I launch the gupdatedb command like this:我像这样启动gupdatedb命令：

sudo gupdatedb --prunepaths='/private/tmp /private/var/folders /private/var/tmp */Backups.backupdb /System /Volumes' --localpaths='/' --output=$HOME/locatedb_gupdatedb_PARALLEL

Update 4更新 4

My bounty expires tomorrow.我的赏金明天到期。 Using default gupdatedb , all the indexing takes about 30 minutes.使用默认gupdatedb ，所有索引大约需要 30 分钟。 If I could manage to use correctly parallel with the core of gupdatedb script, ie when this latter indexes with gfind command, which gain factor can I expect?如果我能设法正确地与gupdatedb脚本的核心parallel使用，即当后者使用gfind命令索引时，我可以期待哪个增益因子？

and last request: how to fix the error:最后一个请求：如何修复错误：

/bin/sh: -c: line 0: syntax error near unexpected token `('
/bin/sh: -c: line 0: `/usr/local/Cellar/findutils/4.7.0/bin/gfind / / ( -fstype 9P -o -fstype NFS -o -fstype afs -o -fstype autofs -o -fstype cifs -o -fstype coda -o -fstype devfs -o -fstype devpts -o -fstype ftpfs -o -fstype iso9660 -o -fstype mfs -o -fstype ncpfs -o -fstype nfs -o -fstype nfs4 -o -fstype proc -o -fstype shfs -o -fstype smbfs -o -fstype sysfs -o -type d -regex \(^/private/tmp$\)\|\(^/private/var/folders$\)\|\(^/private/var/tmp$\)\|\(^*/Backups.backupdb$\)\|\(^/System$\)\|\(^/Volumes$\) ) -prune -o -print0'

with the command:使用命令：

parallel -j32 $find {} $FINDOPTIONS \
    \( $prunefs_exp \
    -type d -regex "$PRUNEREGEX" \) -prune -o $print_option ::: /

? ?

Answer 1

You don't need ::: if there's nothing after it, and {} is pointless too if you don't have any sources.如果后面没有任何内容，则不需要::: ，如果您没有任何来源， {}也毫无意义。 Without more information about what exactly you would want to parallelize, we can't really tell you what you should use instead.如果没有更多关于您想要并行化的确切信息，我们无法真正告诉您应该使用什么。

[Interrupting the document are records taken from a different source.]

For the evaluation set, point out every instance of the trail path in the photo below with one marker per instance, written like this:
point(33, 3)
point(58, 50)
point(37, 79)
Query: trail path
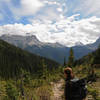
point(58, 90)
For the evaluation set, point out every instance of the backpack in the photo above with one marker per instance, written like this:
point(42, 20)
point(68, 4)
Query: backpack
point(78, 90)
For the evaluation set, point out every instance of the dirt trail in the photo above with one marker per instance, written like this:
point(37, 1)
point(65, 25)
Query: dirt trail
point(58, 91)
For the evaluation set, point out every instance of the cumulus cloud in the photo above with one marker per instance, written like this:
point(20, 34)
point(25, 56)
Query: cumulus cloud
point(27, 7)
point(65, 31)
point(87, 7)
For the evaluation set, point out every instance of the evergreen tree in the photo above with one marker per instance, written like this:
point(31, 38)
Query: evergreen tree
point(96, 59)
point(71, 58)
point(64, 61)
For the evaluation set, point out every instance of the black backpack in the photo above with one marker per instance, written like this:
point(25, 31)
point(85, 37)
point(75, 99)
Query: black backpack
point(78, 90)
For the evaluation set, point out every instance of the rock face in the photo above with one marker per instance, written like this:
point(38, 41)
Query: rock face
point(53, 51)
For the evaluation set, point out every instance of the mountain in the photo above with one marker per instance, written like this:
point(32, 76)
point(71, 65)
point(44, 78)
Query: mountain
point(54, 51)
point(13, 59)
point(92, 58)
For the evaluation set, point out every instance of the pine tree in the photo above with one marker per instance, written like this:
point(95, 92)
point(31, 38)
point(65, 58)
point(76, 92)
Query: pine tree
point(71, 58)
point(64, 61)
point(97, 56)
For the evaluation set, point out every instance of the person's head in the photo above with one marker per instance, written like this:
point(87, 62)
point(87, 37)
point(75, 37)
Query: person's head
point(68, 73)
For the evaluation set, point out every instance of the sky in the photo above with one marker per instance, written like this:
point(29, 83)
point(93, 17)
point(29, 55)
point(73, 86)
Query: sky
point(67, 22)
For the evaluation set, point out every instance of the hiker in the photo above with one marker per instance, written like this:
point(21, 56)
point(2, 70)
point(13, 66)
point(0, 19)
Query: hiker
point(74, 88)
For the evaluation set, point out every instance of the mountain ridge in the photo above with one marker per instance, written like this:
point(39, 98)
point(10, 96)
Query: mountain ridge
point(53, 51)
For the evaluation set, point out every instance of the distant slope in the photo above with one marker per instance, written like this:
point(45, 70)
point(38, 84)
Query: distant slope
point(91, 58)
point(54, 51)
point(13, 59)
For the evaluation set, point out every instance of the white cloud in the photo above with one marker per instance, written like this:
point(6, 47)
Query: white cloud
point(65, 31)
point(25, 7)
point(88, 7)
point(28, 7)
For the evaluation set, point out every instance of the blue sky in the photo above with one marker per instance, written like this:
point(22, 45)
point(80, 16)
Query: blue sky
point(63, 21)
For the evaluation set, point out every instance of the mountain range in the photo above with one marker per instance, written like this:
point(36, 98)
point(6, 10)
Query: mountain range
point(54, 51)
point(13, 60)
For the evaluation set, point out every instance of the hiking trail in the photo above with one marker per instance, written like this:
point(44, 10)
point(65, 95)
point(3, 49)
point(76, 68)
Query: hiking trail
point(58, 90)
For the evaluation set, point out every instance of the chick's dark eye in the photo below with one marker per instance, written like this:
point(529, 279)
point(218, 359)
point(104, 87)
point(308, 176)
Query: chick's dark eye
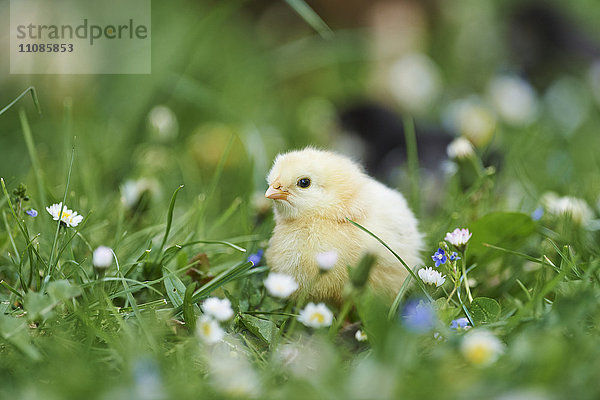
point(303, 183)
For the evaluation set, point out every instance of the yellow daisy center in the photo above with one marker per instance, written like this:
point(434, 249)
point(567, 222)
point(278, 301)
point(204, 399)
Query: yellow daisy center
point(480, 354)
point(318, 317)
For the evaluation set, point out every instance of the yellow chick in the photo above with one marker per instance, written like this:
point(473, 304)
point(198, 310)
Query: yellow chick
point(314, 191)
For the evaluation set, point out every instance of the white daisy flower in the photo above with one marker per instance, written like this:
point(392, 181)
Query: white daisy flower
point(220, 309)
point(316, 315)
point(280, 285)
point(232, 373)
point(327, 260)
point(68, 217)
point(360, 336)
point(431, 277)
point(102, 257)
point(209, 330)
point(481, 347)
point(460, 148)
point(458, 237)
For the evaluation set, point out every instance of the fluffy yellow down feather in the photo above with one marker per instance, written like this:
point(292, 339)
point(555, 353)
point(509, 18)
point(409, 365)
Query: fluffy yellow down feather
point(312, 219)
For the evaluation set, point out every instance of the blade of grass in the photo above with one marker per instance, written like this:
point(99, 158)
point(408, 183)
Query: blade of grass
point(394, 308)
point(134, 306)
point(226, 276)
point(311, 17)
point(413, 164)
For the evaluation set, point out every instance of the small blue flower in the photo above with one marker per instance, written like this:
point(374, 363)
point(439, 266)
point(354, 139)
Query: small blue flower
point(418, 316)
point(439, 257)
point(256, 257)
point(462, 323)
point(537, 214)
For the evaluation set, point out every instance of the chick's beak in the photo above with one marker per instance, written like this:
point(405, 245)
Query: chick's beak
point(276, 193)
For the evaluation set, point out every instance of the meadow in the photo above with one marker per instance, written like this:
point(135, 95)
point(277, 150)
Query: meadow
point(167, 173)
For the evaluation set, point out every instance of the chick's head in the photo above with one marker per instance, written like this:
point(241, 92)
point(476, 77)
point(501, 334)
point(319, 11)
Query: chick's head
point(315, 183)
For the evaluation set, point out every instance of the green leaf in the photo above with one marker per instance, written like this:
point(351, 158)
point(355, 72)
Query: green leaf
point(311, 17)
point(505, 229)
point(14, 331)
point(175, 288)
point(62, 290)
point(485, 310)
point(189, 316)
point(263, 329)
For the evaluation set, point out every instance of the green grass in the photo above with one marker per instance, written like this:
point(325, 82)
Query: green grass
point(69, 330)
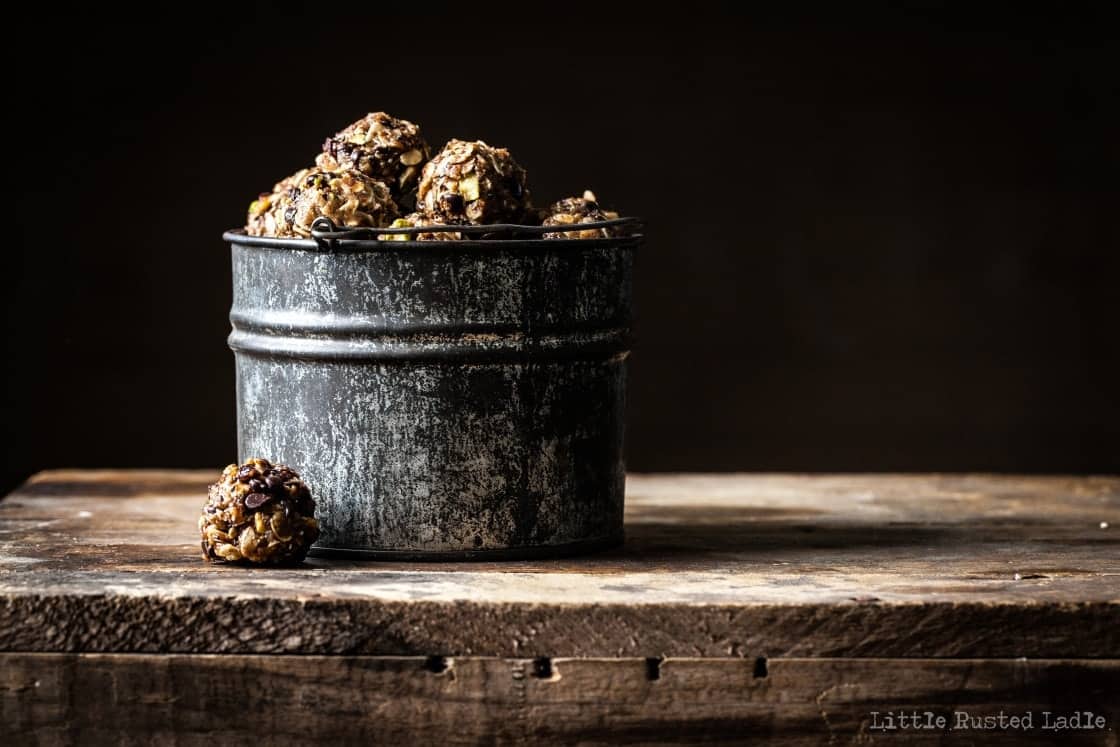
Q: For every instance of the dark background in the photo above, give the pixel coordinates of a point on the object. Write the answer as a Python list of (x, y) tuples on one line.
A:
[(884, 242)]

But for example, if you want to run one find in each of /etc , /usr , /bin , and /opt , that would look like但是例如，如果您想在/etc 、 /usr 、 /bin和/opt中的每一个中运行一个find ，那看起来像

parallel find {} -options ::: /etc /usr /bin /opt

This could equivalently be expressed without ::: :这可以等效地表示为没有::: ：

printf '%s\n' /etc /usr /bin /opt |
parallel find {} -options

So the purpose of ::: is basically to say "I want to specify the things to parallelize over on the command line instead of receiving them on standard input";所以:::的目的基本上是说“我想在命令行上指定要并行化的东西，而不是在标准输入上接收它们”； but if you don't provide this information, either way, parallel doesn't know what to replace {} with.但如果您不提供此信息，无论哪种方式， parallel都不知道用什么替换{} 。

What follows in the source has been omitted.